Notes for Bodhi HPC system administrators.

Scheduling maintenance

Bodhi undergoes scheduled maintenance on the last Thursday of every month. Use a SLURM maintenance reservation to prevent jobs from being scheduled across the maintenance window.

Create a maintenance reservation

scontrol create reservation \
  ReservationName=monthly-maint \
  StartTime=2026-04-30T06:00:00 \
  Duration=24:00:00 \
  Nodes=ALL \
  Flags=MAINT \
  User=root
  • Flags=MAINT tells the backfill scheduler not to schedule jobs that would overlap with the reservation.

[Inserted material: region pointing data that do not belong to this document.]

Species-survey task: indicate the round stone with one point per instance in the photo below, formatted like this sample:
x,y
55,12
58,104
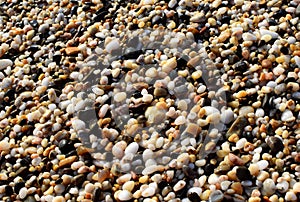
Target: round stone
x,y
243,173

Jobs already running that finish before the start time are unaffected.
  • Users can see the upcoming reservation with scontrol show reservation.
  • Jobs whose wall time would bleed into the reservation window won't start until after it ends.

Useful reservation flags

Flag Effect
MAINT Backfill won't schedule across the boundary
WHOLE Reserve whole nodes, not just cores
IGNORE_JOBS Don't wait for running jobs — preempt/kill them at start time

Delete the reservation after maintenance

scontrol delete reservation monthly-maint

Alternative: drain nodes

A more manual approach that doesn't give users advance visibility:

# Before maintenance
scontrol update NodeName=ALL State=DRAIN Reason="Scheduled maintenance"

# After maintenance
scontrol update NodeName=ALL State=RESUME

The reservation approach is preferred because it gives users visibility and lets the scheduler handle everything automatically.

Interactive partition

The interactive partition provides a dedicated queue for interactive work with shorter time limits and a per-user job cap to prevent monopolization.

slurm.conf

Add the following line to /etc/slurm/slurm.conf:

PartitionName=interactive Nodes=compute[03-04],compute[06-07] Default=NO MaxTime=1-00:00:00 DefaultTime=08:00:00 State=UP AllowQOS=interactive QOS=interactive
Parameter Value Purpose
Nodes compute[03-04],compute[06-07] Shared with normal partition
Default NO Users must request this partition explicitly
MaxTime 1-00:00:00 1-day maximum wall time
DefaultTime 08:00:00 8-hour default (matches sinteractive default)
AllowQOS interactive Only the interactive QOS can submit here
QOS interactive All jobs use this QOS automatically

Per-user job limit (QOS)

MaxJobsPerUser is not a valid slurm.conf partition parameter — enforce it via a QOS instead:

# Create the QOS with a 3-job-per-user limit
sacctmgr add qos interactive set MaxJobsPerUser=3

# Allow all accounts to use it
sacctmgr modify account where account=root withsubaccounts set qos+=interactive

Apply and verify

scontrol reconfigure
scontrol show partition interactive
sacctmgr show qos interactive format=Name,MaxJobsPerUser